Keywords: dynamic programming, impulse control, optimal stopping, reinforcement learning
Abstract: Many real-world settings involve costs for performing actions; transaction costs
in financial systems and fuel costs being common examples. In these settings,
performing actions at each time step quickly accumulates costs leading to vastly
suboptimal outcomes. Additionally, repeatedly acting produces wear and tear and
ultimately, damage. Determining when to act is crucial for achieving successful
outcomes and yet, the challenge of efficiently learning to behave optimally when
actions incur minimally bounded costs remains unresolved.

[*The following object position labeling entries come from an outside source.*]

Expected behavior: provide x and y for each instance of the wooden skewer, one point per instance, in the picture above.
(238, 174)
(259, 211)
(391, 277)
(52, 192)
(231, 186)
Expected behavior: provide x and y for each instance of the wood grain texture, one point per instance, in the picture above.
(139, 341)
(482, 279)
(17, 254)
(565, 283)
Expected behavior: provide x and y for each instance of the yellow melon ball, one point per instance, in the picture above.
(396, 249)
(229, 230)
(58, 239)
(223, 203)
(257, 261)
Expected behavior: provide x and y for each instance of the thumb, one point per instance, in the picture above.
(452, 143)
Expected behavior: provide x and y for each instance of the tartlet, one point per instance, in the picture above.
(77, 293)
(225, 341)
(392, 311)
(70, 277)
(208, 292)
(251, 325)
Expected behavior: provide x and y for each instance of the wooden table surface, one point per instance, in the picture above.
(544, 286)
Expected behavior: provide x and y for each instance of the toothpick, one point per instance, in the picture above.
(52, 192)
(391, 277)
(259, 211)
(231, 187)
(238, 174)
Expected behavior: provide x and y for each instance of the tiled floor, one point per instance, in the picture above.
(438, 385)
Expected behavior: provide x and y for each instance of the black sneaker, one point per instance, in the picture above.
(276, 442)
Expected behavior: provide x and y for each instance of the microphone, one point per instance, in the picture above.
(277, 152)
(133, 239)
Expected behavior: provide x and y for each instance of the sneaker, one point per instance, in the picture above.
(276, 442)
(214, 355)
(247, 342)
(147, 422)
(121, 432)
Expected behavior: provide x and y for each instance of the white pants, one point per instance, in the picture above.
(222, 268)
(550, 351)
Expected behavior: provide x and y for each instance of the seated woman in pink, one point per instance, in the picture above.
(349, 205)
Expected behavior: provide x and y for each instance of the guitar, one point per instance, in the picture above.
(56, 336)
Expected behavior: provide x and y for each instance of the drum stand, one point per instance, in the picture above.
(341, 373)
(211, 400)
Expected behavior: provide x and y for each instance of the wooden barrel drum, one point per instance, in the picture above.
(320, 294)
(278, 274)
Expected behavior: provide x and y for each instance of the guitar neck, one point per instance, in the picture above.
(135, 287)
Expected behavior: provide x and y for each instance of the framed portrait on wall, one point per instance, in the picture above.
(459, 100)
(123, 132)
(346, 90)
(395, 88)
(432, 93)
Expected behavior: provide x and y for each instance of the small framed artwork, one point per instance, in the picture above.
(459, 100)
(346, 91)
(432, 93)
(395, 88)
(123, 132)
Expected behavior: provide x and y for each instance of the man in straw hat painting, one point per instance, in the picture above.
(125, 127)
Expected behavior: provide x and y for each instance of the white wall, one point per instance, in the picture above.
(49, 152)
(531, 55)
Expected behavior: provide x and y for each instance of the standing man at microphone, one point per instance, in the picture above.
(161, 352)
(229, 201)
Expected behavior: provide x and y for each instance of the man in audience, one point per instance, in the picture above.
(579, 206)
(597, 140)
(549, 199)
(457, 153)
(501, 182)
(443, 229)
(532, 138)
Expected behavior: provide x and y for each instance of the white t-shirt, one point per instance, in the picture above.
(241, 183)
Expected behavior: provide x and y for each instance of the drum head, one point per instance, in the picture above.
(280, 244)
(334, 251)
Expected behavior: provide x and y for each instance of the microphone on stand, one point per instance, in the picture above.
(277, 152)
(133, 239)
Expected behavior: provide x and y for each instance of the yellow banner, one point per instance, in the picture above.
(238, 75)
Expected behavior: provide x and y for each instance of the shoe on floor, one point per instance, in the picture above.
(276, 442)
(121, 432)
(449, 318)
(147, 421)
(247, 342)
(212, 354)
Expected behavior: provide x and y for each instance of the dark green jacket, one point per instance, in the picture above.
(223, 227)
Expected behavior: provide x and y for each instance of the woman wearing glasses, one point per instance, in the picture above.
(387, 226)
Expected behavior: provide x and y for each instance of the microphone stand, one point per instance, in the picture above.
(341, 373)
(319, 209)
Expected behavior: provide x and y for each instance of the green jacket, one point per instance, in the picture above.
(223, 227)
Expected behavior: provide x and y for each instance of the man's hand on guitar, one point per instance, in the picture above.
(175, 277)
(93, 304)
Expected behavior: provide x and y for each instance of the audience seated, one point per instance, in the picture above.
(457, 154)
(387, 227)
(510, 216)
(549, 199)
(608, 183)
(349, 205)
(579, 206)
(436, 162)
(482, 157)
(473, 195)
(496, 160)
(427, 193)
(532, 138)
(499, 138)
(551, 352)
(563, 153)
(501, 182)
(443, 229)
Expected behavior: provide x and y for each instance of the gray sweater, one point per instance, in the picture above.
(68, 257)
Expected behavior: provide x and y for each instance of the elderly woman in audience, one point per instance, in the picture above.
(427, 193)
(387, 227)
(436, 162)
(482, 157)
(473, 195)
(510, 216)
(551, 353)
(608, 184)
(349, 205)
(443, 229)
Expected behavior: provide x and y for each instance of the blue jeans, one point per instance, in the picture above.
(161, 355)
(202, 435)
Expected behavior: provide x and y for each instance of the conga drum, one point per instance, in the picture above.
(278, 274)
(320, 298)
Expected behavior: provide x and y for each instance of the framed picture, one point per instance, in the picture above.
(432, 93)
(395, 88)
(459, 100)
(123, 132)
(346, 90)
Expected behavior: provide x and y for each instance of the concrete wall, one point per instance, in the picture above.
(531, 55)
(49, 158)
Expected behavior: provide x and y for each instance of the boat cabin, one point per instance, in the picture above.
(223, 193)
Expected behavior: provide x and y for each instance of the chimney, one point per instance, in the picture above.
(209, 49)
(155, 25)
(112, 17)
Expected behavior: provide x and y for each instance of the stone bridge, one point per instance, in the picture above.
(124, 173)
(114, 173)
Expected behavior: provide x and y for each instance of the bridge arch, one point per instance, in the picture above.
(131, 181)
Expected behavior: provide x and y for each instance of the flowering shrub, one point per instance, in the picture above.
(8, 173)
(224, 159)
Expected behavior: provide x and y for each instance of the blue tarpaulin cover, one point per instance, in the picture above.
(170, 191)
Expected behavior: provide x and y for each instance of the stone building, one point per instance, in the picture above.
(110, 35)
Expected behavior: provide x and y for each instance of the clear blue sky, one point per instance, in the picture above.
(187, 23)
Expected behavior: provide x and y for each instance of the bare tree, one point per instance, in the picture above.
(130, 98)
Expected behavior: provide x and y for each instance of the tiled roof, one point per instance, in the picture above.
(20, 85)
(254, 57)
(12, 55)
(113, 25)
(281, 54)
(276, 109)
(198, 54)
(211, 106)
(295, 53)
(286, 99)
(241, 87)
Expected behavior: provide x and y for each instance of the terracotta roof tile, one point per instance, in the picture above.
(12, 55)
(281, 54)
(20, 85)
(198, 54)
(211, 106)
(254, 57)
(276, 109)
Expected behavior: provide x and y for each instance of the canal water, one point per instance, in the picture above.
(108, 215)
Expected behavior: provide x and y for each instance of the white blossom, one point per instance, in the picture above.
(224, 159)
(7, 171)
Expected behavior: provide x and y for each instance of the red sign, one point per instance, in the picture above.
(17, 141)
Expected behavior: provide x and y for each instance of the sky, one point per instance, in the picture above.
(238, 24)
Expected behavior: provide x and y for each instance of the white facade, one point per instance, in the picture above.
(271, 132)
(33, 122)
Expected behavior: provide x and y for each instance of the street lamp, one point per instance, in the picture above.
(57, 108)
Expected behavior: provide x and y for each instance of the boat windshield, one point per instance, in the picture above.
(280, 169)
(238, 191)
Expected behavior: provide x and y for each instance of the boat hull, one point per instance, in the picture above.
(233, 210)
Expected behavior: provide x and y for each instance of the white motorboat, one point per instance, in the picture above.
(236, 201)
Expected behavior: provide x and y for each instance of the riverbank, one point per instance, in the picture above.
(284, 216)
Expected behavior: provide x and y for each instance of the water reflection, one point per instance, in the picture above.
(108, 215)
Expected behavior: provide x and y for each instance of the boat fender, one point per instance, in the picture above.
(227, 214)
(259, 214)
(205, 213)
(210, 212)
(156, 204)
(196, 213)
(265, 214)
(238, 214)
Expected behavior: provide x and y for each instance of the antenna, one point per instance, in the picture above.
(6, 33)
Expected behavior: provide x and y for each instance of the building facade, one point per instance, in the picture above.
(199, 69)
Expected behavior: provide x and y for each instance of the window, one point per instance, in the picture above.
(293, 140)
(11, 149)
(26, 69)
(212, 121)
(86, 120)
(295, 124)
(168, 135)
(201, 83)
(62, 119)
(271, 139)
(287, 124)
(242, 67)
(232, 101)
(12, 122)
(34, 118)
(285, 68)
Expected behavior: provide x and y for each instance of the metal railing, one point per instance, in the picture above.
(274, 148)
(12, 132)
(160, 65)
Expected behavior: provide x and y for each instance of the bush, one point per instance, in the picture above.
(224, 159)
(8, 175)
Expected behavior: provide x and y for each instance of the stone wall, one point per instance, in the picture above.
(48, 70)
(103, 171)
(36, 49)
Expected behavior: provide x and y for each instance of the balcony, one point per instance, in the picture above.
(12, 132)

In this paper, we intro-
duce a reinforcement learning (RL) framework named Learnable Impulse Control
Reinforcement Algorithm (LICRA), for learning to optimally select both when
to act and which actions to take when actions incur costs. At the core of LICRA
is a nested structure that combines RL and a form of policy known as impulse
control which learns to maximise objectives when actions incur costs. We prove
that LICRA, which seamlessly adopts any RL method, converges to policies that
optimally select when to perform actions and their optimal magnitudes. We then
augment LICRA to handle problems in which the agent can perform at most k < ∞
actions and more generally, faces a budget constraint. We show LICRA learns the
optimal value function and ensures budget constraints are satisfied almost surely.
We demonstrate empirically LICRA’s superior performance against benchmark
RL methods in OpenAI gym’s Lunar Lander and in Highway environments and a
variant of the Merton portfolio problem within finance.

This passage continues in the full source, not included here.